The disciples are, in other words, to stop stargazing and attend to their commission. Christ is in heaven; they are on earth; they are now his hands, feet, and body . They need to get on with their mission. Pentecost would later provide them with empowerment from "on high."

The ascended Jesus "sits at the right hand" of God the Father. Here we are again with metaphor and symbol. On the right hand symbolises power, position, and rank, a significance that would have been easily understood in the ancient world.

It still is for us too, as when a CEO or a boss of some kind says of an assistant: "He's my right-hand man." With Jesus more equality in power and status is implied, of course.

Another feature of the ascension is that Jesus now reigns in his glorified human body. His humanity was not discarded after his work was done.

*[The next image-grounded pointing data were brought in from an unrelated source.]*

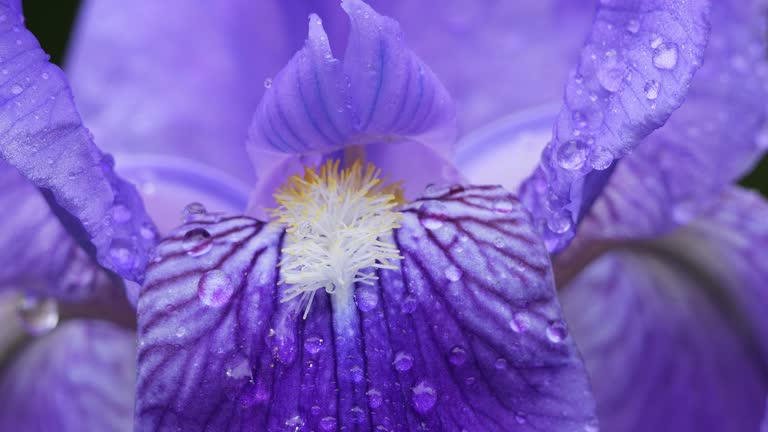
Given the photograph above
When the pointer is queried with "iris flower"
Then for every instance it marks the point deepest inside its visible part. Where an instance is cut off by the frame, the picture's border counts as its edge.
(356, 274)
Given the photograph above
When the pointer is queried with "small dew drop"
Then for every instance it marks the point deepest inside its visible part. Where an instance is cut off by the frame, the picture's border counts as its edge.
(665, 56)
(556, 332)
(457, 356)
(453, 273)
(215, 288)
(38, 316)
(572, 154)
(197, 242)
(313, 344)
(403, 361)
(424, 397)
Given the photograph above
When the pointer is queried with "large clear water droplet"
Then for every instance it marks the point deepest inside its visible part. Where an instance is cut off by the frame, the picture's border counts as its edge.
(197, 242)
(453, 273)
(572, 154)
(38, 316)
(424, 397)
(215, 288)
(665, 56)
(403, 361)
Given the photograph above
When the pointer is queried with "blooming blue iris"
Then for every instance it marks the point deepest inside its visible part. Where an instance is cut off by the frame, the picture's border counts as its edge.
(626, 217)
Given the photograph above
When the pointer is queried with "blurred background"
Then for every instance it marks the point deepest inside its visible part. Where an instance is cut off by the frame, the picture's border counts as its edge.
(52, 21)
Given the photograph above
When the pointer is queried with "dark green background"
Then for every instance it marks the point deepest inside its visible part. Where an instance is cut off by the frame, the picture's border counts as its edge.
(51, 21)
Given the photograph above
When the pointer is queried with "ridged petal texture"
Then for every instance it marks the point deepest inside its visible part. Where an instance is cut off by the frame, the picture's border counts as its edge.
(674, 331)
(381, 92)
(78, 378)
(42, 136)
(39, 257)
(466, 334)
(634, 71)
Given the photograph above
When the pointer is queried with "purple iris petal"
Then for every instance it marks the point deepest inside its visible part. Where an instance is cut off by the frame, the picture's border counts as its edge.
(78, 378)
(466, 334)
(39, 257)
(42, 136)
(383, 92)
(706, 144)
(674, 331)
(634, 72)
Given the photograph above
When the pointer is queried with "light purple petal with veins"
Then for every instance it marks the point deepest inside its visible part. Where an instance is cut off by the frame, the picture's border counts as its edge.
(465, 334)
(78, 378)
(42, 136)
(674, 331)
(634, 71)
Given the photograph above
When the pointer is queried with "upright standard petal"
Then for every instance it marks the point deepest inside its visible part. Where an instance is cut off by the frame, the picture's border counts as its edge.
(674, 331)
(465, 333)
(42, 136)
(78, 378)
(634, 72)
(707, 144)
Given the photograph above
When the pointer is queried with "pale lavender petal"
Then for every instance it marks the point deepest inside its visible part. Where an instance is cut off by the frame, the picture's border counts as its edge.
(78, 378)
(42, 135)
(707, 144)
(466, 334)
(634, 71)
(38, 255)
(674, 331)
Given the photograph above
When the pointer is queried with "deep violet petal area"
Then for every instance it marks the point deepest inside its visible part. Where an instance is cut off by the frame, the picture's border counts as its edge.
(466, 334)
(634, 71)
(42, 136)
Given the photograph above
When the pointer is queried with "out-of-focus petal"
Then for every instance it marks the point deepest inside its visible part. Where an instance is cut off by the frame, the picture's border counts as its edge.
(42, 136)
(79, 378)
(706, 144)
(634, 71)
(465, 334)
(674, 331)
(39, 257)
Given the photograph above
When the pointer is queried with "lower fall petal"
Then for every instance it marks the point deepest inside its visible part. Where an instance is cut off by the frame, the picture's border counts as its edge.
(673, 330)
(464, 334)
(78, 378)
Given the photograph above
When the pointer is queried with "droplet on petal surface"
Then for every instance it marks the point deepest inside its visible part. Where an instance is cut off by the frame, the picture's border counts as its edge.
(215, 288)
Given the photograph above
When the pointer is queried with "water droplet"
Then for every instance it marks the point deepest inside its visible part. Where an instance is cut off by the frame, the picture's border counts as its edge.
(215, 288)
(600, 158)
(121, 214)
(366, 298)
(356, 372)
(559, 222)
(503, 206)
(193, 211)
(328, 423)
(424, 397)
(197, 242)
(633, 26)
(520, 322)
(651, 89)
(403, 361)
(457, 356)
(374, 398)
(453, 273)
(572, 154)
(313, 344)
(38, 316)
(665, 56)
(556, 332)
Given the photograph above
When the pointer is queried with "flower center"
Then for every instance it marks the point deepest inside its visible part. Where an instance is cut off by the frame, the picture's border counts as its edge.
(337, 220)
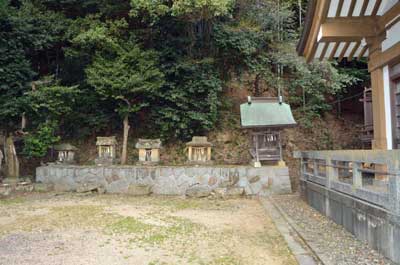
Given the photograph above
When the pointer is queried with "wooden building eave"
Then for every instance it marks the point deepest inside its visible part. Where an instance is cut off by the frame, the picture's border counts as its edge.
(340, 29)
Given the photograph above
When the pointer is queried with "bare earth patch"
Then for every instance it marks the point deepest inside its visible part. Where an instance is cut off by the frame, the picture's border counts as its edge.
(70, 229)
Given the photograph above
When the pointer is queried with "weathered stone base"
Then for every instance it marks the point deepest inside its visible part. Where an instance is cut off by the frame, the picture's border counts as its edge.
(369, 223)
(139, 180)
(15, 185)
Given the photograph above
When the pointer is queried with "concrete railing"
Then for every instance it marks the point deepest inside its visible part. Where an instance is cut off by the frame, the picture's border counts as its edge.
(372, 176)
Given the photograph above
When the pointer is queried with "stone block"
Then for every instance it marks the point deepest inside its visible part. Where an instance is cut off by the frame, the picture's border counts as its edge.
(87, 187)
(5, 189)
(234, 192)
(198, 191)
(139, 190)
(219, 193)
(43, 187)
(119, 186)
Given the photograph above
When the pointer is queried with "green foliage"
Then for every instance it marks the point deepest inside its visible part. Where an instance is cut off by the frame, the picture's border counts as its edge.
(37, 144)
(189, 100)
(118, 57)
(123, 72)
(52, 102)
(193, 10)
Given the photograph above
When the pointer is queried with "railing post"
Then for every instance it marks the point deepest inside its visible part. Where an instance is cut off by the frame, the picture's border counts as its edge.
(330, 172)
(315, 168)
(394, 187)
(302, 169)
(357, 175)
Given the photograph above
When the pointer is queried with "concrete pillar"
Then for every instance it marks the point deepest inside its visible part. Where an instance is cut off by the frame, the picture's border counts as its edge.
(357, 175)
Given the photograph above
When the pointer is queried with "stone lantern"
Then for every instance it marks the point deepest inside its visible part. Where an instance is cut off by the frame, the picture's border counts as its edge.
(199, 150)
(149, 150)
(65, 153)
(106, 147)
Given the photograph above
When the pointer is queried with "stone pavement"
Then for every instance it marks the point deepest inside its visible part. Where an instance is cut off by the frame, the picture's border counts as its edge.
(330, 242)
(297, 246)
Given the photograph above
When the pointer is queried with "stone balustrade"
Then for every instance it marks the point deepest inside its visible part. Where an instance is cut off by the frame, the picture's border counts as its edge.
(358, 189)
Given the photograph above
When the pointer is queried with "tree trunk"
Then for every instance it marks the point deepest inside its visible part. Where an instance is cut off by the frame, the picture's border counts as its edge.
(125, 141)
(257, 91)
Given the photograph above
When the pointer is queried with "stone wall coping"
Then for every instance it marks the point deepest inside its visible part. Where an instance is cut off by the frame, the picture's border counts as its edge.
(158, 166)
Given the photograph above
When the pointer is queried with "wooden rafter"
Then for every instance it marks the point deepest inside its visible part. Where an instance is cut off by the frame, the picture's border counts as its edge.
(322, 55)
(339, 10)
(346, 46)
(390, 15)
(348, 29)
(351, 9)
(364, 7)
(376, 7)
(321, 14)
(363, 51)
(332, 55)
(353, 51)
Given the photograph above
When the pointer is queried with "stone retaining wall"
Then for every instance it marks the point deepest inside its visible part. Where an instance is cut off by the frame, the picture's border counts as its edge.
(165, 180)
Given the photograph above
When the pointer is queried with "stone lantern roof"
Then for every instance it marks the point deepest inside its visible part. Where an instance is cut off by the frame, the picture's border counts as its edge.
(199, 141)
(111, 140)
(65, 147)
(261, 112)
(148, 144)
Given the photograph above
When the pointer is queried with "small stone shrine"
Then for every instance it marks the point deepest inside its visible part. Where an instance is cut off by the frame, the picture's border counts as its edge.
(65, 153)
(106, 149)
(149, 150)
(199, 150)
(265, 118)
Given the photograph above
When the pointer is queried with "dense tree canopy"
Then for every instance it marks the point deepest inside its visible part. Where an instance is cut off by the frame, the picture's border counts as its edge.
(165, 61)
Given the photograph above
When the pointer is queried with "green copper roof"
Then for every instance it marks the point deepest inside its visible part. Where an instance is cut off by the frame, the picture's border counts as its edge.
(261, 113)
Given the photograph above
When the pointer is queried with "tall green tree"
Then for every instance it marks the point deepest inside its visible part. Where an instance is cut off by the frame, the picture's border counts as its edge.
(126, 74)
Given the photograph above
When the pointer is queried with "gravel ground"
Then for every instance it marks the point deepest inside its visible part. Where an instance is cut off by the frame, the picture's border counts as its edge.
(67, 229)
(332, 242)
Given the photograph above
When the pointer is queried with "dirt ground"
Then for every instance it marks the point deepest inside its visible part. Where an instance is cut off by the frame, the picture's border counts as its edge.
(72, 229)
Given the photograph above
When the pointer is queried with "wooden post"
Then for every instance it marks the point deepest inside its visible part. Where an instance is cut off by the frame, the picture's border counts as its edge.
(124, 155)
(190, 153)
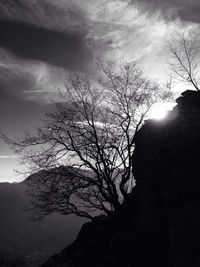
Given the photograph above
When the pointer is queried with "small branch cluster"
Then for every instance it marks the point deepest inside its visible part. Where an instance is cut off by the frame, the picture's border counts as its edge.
(84, 150)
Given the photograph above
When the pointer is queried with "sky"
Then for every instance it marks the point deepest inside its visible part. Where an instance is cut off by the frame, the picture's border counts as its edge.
(43, 39)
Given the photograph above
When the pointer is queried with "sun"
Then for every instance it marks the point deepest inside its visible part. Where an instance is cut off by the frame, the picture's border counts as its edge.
(159, 111)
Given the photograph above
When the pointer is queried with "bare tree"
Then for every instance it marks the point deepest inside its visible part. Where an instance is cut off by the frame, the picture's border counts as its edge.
(185, 54)
(84, 149)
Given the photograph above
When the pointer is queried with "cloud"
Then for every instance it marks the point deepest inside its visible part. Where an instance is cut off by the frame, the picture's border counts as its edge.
(184, 10)
(40, 30)
(8, 156)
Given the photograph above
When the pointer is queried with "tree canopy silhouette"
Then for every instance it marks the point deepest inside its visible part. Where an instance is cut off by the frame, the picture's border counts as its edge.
(185, 51)
(83, 152)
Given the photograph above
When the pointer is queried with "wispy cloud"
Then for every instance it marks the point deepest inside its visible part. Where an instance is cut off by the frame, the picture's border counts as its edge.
(8, 156)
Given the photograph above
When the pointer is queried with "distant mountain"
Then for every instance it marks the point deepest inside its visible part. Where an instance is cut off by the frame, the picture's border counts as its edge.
(159, 223)
(24, 242)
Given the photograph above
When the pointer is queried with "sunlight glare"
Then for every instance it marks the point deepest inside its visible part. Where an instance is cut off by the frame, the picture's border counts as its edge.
(159, 111)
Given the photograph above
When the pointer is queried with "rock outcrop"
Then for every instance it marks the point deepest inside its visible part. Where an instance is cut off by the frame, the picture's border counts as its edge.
(160, 225)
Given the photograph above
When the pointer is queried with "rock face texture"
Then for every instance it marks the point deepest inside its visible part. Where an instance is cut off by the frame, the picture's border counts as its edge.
(160, 225)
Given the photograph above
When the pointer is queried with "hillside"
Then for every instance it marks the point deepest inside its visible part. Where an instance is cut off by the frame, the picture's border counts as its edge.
(159, 225)
(25, 242)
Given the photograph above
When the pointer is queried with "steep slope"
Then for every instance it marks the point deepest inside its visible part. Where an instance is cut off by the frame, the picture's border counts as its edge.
(159, 225)
(25, 241)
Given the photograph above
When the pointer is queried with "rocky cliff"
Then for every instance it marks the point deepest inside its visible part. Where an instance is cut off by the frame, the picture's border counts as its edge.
(159, 226)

We have no conceivable notion of what that heavenly "body" is like.

What we can say amounts to what we must not neglect to say, and the important element here is that our bodies are essential to our being. We are embodied persons, not pure spirits - here and hereafter. What must be underlined is the notion of continuity, even if we cannot say what form that continuity takes.

The same applies to Jesus, who is now glorified Lord of history. He reigns with the Father in his glorified body. The Incarnation was no temporary interlude in his life. It is the form God the Son assumed forever.